VXDIAG VCX NANO vs Mini VCI vs Carista App for Lexus

Are you looking for a recommendation for an OBD tool for a Lexus DIY’er. Handheld tool or app?


Here’s the clue.

Techstream and a VCI USB cable is the way to go if you want to do thorough DIY because that is what Lexus will actually use. They have a custom dedicated hand-held tester (Intelli-tester made by Denso) too – same functionality as Techstream but more portable. The cheap and nasty mini VCI USB adapter is a clone/copy of the Mongoose brand adapter that Toyota/Lexus techs use with their genuine Techstream software. The Mini VCI costs $20-30 online whereas the Mongoose adapter is around $400 or thereabout from Toyota.

The Techstream software ‘special internet version’ and USB VCI cable you find cheap on the internet can do every function (99%+) you need except ECU firmware updates (calibration) as the software needs to log into the Toyota system remotely and you need a TIS account. No big deal – seldom needed. But has all the utilities, freeze frame, and customization functions which is what you need for good DIY. Those cheap OBD dongles are very limited here other than pulling codes and some live OBD2 data. There’s so much more information and functionality available with the right tools.
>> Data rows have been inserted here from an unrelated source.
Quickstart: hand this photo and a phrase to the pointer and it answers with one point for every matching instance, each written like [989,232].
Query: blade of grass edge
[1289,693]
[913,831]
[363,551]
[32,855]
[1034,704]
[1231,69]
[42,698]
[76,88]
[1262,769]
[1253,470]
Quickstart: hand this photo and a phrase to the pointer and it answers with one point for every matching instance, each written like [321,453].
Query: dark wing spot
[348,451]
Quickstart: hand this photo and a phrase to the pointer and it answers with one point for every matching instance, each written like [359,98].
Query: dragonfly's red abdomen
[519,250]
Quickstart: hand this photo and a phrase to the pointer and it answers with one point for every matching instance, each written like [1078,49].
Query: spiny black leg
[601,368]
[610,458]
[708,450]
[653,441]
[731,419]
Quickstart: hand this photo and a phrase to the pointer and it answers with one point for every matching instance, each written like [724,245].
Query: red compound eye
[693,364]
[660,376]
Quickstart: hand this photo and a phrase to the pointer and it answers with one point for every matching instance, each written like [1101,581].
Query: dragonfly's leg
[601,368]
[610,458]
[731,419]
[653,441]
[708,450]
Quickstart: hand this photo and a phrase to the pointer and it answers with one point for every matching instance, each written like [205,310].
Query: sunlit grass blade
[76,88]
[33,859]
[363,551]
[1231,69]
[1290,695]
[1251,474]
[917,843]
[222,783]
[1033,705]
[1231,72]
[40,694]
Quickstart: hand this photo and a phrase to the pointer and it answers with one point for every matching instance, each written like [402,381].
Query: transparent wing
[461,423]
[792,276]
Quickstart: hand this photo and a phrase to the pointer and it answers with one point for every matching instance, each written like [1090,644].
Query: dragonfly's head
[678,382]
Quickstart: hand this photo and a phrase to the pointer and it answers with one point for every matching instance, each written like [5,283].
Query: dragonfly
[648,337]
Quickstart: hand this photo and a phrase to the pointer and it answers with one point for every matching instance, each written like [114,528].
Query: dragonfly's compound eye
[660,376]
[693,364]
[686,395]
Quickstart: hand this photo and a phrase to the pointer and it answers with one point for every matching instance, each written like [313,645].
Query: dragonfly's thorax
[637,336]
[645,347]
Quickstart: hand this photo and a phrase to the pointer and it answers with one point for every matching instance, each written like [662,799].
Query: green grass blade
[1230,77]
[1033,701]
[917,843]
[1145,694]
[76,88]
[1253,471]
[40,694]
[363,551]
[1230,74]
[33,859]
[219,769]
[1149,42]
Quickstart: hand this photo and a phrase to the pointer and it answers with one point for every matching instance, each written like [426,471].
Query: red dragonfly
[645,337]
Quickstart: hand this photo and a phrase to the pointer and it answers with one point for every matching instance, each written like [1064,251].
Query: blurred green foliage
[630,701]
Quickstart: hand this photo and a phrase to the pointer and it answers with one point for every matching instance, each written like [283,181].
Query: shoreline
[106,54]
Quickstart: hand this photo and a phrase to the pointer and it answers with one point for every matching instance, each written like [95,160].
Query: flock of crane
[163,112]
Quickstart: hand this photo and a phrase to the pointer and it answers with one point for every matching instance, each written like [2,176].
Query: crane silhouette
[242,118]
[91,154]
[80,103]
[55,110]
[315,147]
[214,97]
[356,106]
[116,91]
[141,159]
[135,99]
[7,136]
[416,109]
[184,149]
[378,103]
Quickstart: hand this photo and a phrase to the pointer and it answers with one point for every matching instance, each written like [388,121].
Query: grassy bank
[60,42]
Personally, I have a dedicated (old and cheap) HP laptop, techstream software and a WiFi VXDIAG VCX NANO Toyota adapter which is a nice little upgrade to the regular USB VCI cable that people have as it is now wireless. Have a couple of the old VCI USB cables (one is over 10 years old now) as backup but the VCX wifi adapter is much faster (fast like the genuine Mongoose) even though it is wireless. Recently bought a very entry level professional unit (Xtool D8BT) to suit pretty much all car brands worldwide. Was around US $700 so not cheap and has most of the Toyota/Lexus Techstream functions and features but I still prefer using Techstream on a dedicated laptop when tinkering of my own car fleet (2 x Toyotas and 3 x Lexus). My laptop is circa 2012-2014 on windows 7 so no powerhouse. I have had that VCX wifi adapter for a couple of years now and has been very good and makes the laptop very convenient to use as you can wander around the car. Another benefit to the vcx nano t is that it can be used to flash ECU, you just have to purchase a 3-day license to Toyota TIS/Techstream.
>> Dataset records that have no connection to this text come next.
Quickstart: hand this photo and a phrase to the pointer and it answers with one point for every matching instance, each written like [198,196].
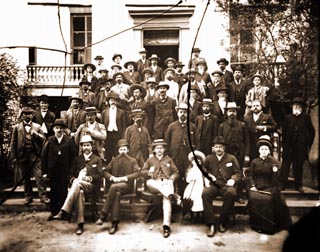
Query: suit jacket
[225,169]
[55,156]
[18,140]
[177,136]
[123,165]
[98,136]
[121,120]
[298,133]
[48,120]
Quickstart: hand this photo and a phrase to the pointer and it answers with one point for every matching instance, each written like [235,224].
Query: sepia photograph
[159,125]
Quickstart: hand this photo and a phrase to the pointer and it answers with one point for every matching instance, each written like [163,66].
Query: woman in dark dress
[268,212]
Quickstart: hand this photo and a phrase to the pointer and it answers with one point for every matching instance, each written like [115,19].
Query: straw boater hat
[157,142]
[116,55]
[59,122]
[223,60]
[132,63]
[86,139]
[137,86]
[154,56]
[231,105]
[122,142]
[264,140]
[163,84]
[197,154]
[170,59]
[89,64]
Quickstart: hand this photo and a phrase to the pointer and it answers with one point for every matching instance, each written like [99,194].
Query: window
[81,28]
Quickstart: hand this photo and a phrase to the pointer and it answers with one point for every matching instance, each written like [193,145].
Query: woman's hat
[122,142]
[89,64]
[197,154]
[59,122]
[264,140]
[137,86]
[157,142]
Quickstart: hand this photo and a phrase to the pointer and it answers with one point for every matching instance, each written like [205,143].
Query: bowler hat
[298,100]
[90,110]
[44,98]
[59,122]
[89,64]
[219,140]
[137,86]
[154,56]
[231,105]
[98,57]
[264,140]
[26,110]
[112,95]
[122,142]
[157,142]
[116,55]
[170,59]
[223,60]
[198,154]
[86,139]
[163,84]
[132,63]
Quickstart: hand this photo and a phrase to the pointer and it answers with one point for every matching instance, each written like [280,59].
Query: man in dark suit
[56,158]
[115,122]
[121,172]
[178,143]
[297,136]
[85,178]
[258,124]
[26,142]
[44,116]
[227,75]
[206,127]
[224,171]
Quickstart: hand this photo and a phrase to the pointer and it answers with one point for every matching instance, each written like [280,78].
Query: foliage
[287,28]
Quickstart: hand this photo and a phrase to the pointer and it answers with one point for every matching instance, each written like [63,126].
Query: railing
[54,75]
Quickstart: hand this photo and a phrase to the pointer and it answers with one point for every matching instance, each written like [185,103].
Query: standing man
[162,173]
[115,122]
[206,127]
[178,143]
[26,143]
[56,159]
[96,130]
[224,171]
[164,107]
[297,136]
[44,116]
[121,172]
[85,179]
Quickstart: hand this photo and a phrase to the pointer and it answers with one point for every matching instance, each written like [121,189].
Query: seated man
[224,171]
[162,173]
[88,168]
[121,172]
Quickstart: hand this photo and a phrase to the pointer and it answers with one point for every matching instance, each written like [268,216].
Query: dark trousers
[112,202]
[111,144]
[209,194]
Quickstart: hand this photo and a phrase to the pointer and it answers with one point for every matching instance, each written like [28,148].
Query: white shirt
[112,119]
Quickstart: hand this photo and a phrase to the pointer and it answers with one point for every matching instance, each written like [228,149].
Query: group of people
[190,135]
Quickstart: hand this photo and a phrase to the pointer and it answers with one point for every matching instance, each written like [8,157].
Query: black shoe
[28,201]
[211,231]
[222,228]
[166,231]
[79,229]
[113,228]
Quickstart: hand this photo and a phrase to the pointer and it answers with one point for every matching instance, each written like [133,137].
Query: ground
[31,232]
Over the years, I have tried many of the OBD adapters and apps – some are certainly better than others but none give anywhere near the functionality of Techstream. The cheap units can go online to the car see the engine computer and a few others ECUs. Some have more functionality depending on how much you spend. That Carista app has the most functionality I’ve seen but nothing like Techstream. Carista does so many things on Lexus vehicles as well as other brands. You can even do all the custom driver settings yourself instead of paying a dealer to do them. Sure if you want to pull a fault code – they all do that – but if you want to code injectors, register a new smart key, do a VGRS steering calibration, ABS bleeding etc then this ‘special – non-sanctioned’ version of Techstream you find on the internet is the best option by far for value. $100 for the crappy laptop and $30-70$ for the software/  VCI cable. My wifi adapter was around US$105 from memory so a little bit more that the VCI USB cable adapter. Tip – avoid putting this special version of Techstream on a personal laptop that you use for other things as the software security might be a little questionable and an anti-virus may flag it. My crappy Techstream laptop is a stand-alone machine for one purpose. The laptop doesn’t need to be powerful at all – anything less than 10 years old will be fine.

Lexus LS460 had around 60 separate computers and Techstream can see and talk to all of them so you can log in and retreive data (not just codes) to them as well. Not only that, you have full bi-directional control to test things like door locks, cooling fan, test the headlight levelling function, calibrate the air suspension.

I also have an OBDLink MX+ ($140 from Amazon) Bluetooth ELM327 OBD2 scanner that is great for reading codes, changing vehicle customization parameters, and/or data logging.



In summary:

It really depends on what you trying to do with it. If you need something just to read some codes for basic troubleshooting you can use just about anything these days. If you want to be able to read ABS, TPMS, SRS and see live engine parameters you would have to go next level up and get more expensive scanner.

If you want to be able to customize your car setting and be able to read and test any system with no restrictions, perform maintenance on your transmission and brakes, you should go with OBD-USB interface, laptop and Toyota Techstream software.